Rubio: Deal Iran Butuh “Beberapa Hari”, Hormuz Jadi Titik Tekan Utama
Upaya negosiasi AS–Iran untuk mengakhiri konflik diperkirakan masih membutuhkan waktu, setelah Menteri Luar Negeri AS Marco Rubio mengatakan pada Selasa (26/5) bahwa kesepakatan bisa “memakan beberapa hari”. Pernyataan ini meredam harapan pasar akan terobosan cepat, sehari setelah AS melakukan serangan baru di Iran selatan yang disebut Washington bersifat defensif.
Rubio menggambarkan serangan itu menargetkan kapal yang diduga mencoba menebar ranjau serta lokasi peluncuran rudal. Ia menegaskan Selat Hormuz harus kembali terbuka “dengan cara apa pun”, menempatkan akses pelayaran sebagai prioritas strategis di tengah negosiasi yang masih berjalan.
Komando Pusat AS (CENTCOM) menyatakan serangan pada Senin dilakukan untuk melindungi pasukan dari ancaman yang ditimbulkan oleh pasukan Iran, meski gencatan senjata telah berlaku sejak awal April. Dari pihak Iran, laporan media setempat menyebut Teheran menembak jatuh sebuah drone siluman “musuh” dengan sistem pertahanan udara baru, tanpa merinci asal drone tersebut.

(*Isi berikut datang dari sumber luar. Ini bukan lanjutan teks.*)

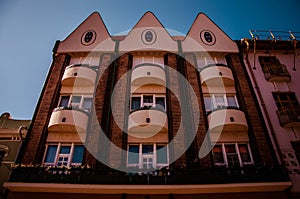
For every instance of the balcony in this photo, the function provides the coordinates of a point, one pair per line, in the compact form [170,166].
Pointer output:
[83,175]
[289,116]
[227,119]
[79,75]
[216,75]
[67,119]
[147,122]
[276,73]
[148,74]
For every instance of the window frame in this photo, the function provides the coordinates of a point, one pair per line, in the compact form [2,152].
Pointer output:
[152,155]
[213,102]
[79,105]
[58,154]
[237,151]
[143,104]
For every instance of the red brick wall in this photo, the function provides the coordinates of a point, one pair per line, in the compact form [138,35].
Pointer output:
[34,146]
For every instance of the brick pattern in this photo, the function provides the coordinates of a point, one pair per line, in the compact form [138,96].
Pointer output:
[119,118]
[174,109]
[34,147]
[258,140]
[192,75]
[93,132]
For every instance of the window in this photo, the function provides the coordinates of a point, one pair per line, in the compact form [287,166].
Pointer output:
[288,107]
[147,156]
[64,154]
[140,101]
[215,101]
[2,155]
[271,67]
[232,155]
[296,147]
[208,60]
[76,101]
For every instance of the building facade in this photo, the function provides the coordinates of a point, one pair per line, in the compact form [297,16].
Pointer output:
[272,61]
[12,133]
[147,115]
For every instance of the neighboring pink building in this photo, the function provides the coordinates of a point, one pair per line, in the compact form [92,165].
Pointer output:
[272,60]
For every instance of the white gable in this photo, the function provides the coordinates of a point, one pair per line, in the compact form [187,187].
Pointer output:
[90,35]
[148,35]
[205,35]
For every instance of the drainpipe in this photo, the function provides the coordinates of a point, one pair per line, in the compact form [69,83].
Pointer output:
[263,106]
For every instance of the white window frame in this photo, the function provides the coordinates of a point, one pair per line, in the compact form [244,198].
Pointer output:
[203,61]
[153,104]
[80,104]
[153,156]
[57,155]
[241,163]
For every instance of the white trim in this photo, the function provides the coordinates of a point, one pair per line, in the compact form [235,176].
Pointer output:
[149,189]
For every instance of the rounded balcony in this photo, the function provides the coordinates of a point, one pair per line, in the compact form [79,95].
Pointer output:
[148,74]
[146,123]
[216,75]
[65,119]
[79,75]
[227,119]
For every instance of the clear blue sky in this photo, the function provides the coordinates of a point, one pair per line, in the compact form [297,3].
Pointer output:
[29,29]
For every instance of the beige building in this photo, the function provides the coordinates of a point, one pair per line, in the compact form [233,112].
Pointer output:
[147,115]
[272,60]
[12,132]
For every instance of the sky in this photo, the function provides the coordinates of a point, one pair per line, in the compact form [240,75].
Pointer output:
[29,29]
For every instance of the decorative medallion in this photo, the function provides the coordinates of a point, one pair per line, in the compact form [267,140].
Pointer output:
[207,37]
[88,37]
[148,37]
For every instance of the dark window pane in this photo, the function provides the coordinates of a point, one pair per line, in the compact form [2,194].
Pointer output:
[78,154]
[76,99]
[208,103]
[65,150]
[135,103]
[160,102]
[218,155]
[162,154]
[87,104]
[231,101]
[147,149]
[244,153]
[133,154]
[64,101]
[51,152]
[148,98]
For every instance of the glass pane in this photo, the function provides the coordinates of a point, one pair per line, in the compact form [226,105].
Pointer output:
[231,101]
[135,103]
[51,152]
[208,103]
[218,155]
[162,156]
[230,148]
[133,154]
[64,101]
[220,99]
[78,154]
[244,153]
[160,102]
[76,99]
[147,149]
[87,104]
[65,150]
[148,99]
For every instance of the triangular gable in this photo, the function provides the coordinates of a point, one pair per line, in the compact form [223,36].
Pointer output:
[205,35]
[90,35]
[148,34]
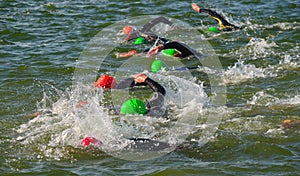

Di saat ketegangan militer belum sepenuhnya mereda, kanal diplomasi tetap bergerak. Seorang pejabat yang mengetahui kunjungan Iran menyebut negosiator utama Iran dan menteri luar negerinya berada di Doha untuk pembicaraan dengan perdana menteri Qatar mengenai potensi kesepakatan dengan AS. Rubio sebelumnya mengatakan diplomasi akan diberi kesempatan penuh sebelum Washington mempertimbangkan langkah “cara lain”, seraya menyebut ada “proposal yang cukup solid” di meja perundingan terkait pembukaan kembali selat dan negosiasi nuklir yang “nyata, signifikan, dan berbatas waktu”.
Presiden AS Donald Trump juga menyampaikan pembicaraan “berjalan baik” dalam unggahan panjang di Truth Social, namun memperingatkan potensi serangan baru bila pembicaraan gagal, menegaskan pendekatan yang menggabungkan tekanan dan diplomasi.
Pembahasan di Doha disebut mencakup dua pilar: operasional Selat Hormuz dan stok uranium yang diperkaya tinggi. Pejabat yang sama mengatakan gubernur bank sentral Iran turut hadir untuk membahas kemungkinan pelepasan dana Iran yang dibekukan sebagai bagian dari kesepakatan akhir. Sementara itu, juru bicara Kementerian Luar Negeri Iran Esmaeil Baghaei menyatakan isu nuklir baru akan dinegosiasikan setelah kerangka kesepakatan disepakati, dan menambahkan bahwa rancangan kesepakatan belum memuat detail spesifik terkait pengelolaan Selat Hormuz.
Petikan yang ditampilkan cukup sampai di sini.